In this round of finished lubricant price increases, the smaller independent blenders notified their customers before oil majors – Shell and Chevron so far – instituted their price hikes. “This is why perhaps the independents who are not backwardly integrated had to move their prices up as crude, [vacuum gas oil] and base oil prices increased as supply got snug,” Agashe suggested. “Shell and Chevron have their own base oil refineries, and perhaps produced volumes well-aligned with demand and therefore were not under immediate pressure to increase prices. The conclusion is that even though demand has not come back – though it has improved significantly from March to June levels – the tightness in [base oil] supply has led to the price increases.”

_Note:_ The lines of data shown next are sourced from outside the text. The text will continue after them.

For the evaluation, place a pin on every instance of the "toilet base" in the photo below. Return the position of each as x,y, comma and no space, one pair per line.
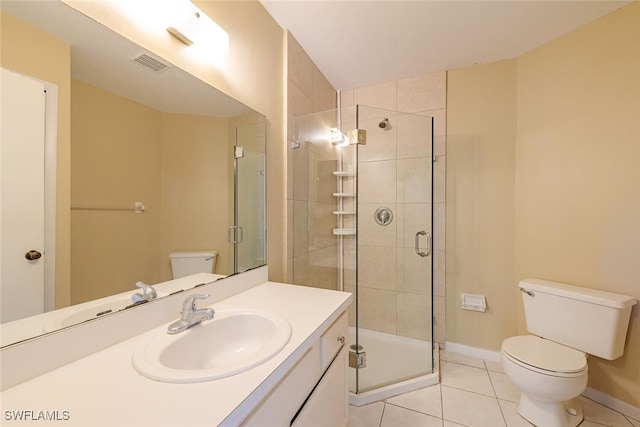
550,414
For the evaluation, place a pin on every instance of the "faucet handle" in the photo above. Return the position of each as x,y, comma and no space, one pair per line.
148,292
190,302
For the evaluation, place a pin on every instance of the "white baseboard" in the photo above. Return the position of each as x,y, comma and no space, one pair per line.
480,353
613,403
595,395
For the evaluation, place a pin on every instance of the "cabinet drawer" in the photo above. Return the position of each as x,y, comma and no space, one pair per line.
327,406
332,341
281,405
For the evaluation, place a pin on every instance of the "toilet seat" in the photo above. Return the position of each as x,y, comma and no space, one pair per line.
544,356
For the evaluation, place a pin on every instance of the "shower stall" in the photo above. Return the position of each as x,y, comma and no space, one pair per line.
361,199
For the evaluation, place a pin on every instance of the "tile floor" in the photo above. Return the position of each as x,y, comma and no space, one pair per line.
473,393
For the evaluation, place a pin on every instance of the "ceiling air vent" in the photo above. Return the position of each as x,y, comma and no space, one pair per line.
150,62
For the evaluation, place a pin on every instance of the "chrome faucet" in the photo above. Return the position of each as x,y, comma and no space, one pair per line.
148,293
190,315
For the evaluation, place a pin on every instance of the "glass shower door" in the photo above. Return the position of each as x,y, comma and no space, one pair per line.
359,207
248,232
394,247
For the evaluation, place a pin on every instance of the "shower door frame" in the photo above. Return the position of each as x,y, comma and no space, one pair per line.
357,297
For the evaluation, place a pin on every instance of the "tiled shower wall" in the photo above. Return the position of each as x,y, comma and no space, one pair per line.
423,95
312,252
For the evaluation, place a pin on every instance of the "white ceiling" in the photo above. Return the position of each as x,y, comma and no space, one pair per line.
357,43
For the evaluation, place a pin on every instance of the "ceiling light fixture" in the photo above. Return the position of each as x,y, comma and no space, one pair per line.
180,18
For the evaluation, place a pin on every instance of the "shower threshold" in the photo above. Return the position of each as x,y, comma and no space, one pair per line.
385,377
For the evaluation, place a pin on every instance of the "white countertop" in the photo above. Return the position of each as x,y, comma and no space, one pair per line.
103,389
38,324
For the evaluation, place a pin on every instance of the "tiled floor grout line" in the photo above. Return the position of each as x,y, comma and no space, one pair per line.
495,393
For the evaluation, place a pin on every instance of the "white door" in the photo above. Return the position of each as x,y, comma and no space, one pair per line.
22,123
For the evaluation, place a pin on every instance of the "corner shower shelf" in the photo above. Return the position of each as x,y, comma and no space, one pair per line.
344,231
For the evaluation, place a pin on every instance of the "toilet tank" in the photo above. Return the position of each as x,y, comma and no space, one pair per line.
187,263
588,320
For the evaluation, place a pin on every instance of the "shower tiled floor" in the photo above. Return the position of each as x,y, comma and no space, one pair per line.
472,393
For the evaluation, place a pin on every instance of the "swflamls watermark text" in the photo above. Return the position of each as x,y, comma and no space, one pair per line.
36,415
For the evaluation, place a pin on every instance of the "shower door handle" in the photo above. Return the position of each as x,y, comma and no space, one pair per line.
417,243
238,234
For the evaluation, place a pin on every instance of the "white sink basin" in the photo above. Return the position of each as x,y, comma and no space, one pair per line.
233,342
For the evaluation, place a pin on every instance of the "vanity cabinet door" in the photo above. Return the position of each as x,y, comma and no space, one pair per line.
327,405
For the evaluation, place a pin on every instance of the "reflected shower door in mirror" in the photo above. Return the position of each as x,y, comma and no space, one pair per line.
249,230
141,166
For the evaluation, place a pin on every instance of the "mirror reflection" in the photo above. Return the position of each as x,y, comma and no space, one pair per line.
164,169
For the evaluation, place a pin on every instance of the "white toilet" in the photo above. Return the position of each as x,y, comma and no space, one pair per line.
187,263
550,367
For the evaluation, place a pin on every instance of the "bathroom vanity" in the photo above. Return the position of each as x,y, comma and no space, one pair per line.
304,384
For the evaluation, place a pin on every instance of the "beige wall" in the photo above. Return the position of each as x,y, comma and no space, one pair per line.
32,52
578,172
195,193
115,161
178,165
481,144
251,72
577,182
311,247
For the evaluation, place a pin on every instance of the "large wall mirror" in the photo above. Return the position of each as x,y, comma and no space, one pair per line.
160,162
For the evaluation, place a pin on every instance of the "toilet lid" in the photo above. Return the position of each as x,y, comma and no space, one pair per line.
544,354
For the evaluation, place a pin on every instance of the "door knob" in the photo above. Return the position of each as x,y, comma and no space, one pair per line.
32,255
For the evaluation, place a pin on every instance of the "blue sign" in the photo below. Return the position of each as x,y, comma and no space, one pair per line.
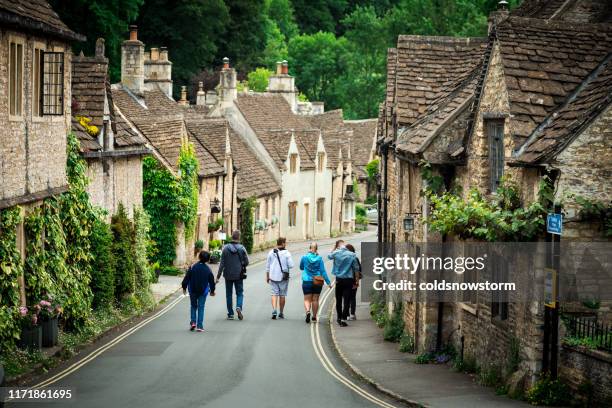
554,224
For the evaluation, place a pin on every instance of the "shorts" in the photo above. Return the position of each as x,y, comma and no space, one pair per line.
279,288
309,289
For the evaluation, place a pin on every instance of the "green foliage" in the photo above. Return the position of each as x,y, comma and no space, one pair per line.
123,244
10,270
394,326
406,343
103,264
372,170
247,222
549,392
317,62
168,199
258,79
500,218
95,19
191,29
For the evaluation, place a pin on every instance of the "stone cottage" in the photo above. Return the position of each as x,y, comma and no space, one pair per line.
35,109
530,101
112,147
144,99
294,150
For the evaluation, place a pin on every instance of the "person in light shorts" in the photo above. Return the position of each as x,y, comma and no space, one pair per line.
277,276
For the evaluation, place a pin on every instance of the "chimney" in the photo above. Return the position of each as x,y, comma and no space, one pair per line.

Suzan Jagger, IHS’ vice president for oil markets, midstream and downstream, explained that, “Generally, marketers always try to push through price increases at the beginning of the year to take advantage of anticipated higher costs and hopefully carry stronger margins through the year. These current price increases are not an exceptional move on the part of additive suppliers, base oil supplier, and marketers, but of course the shock to the entire supply chain from COVID is exceptional.”
According to Jagger, current price increases are reacting to several factors: base oil pricing, additive costs, higher plastic resin prices, increase in corrugated prices probably driven by significant increase in demand for cardboard by e-commerce sales, and manufacturing costs and higher transportation costs
“As we hopefully gain traction on economic recovery during [the first quarter and second quarter] this year, it remains to be seen how much of these price increases will actually hold across the consumer, and commercial and industrial markets,” she told Lube Report.
Contrary to what typically occurs at the end of the year, when base oil producers have to contend with rising inventories and downward price pressure, last November, suppliers raised posted and spot prices. These movements were fueled by healthy demand – both on the domestic and export fronts – against tight base oil availability given that most refineries were running at reduced rates on account of lackluster fuel demand and thin distillate margins.
Firm crude oil values offered further support to the higher base oil numbers. A majority of paraffinic producers and rerefiners raised API Group I, II, II+ and III posted prices by 20, 25, 26 and 30 cents per gallon, depending on the grade, with increases going into effect between Dec. 7 and Dec. 16. The Group II+ and III suppliers had previously also revised postings in late November.
Similarly, naphthenic base oil producers implemented price increases between Dec. 1 and Dec. 18, with values rising by 20, 25 and 30 cents/gal, depending on the viscosity and the producer.
Agashe noted that in addition to increased base oil prices, rising prices for lubricant additives, plastic resin, higher transportation costs and higher manufacturing costs also led to the increased lubricant prices. “For example, Afton Chemicals will increase the price of its lube additives by 8% or more effective Jan. 20,” she added.
She noted that one of the biggest questions surrounding transportation is how spot rates will affect next year’s contracts, as rates averaged 20% to 30% higher than 2019 over the past three months. In this context, she explained, spot rates refers to hiring a logistics company without a 12-month advance negotiated fee and agreeing to instead pay the spot price, which is like the “current ongoing” price as opposed to contracts negotiated in the prior year.
Gabriela Wheeler contributed to this report.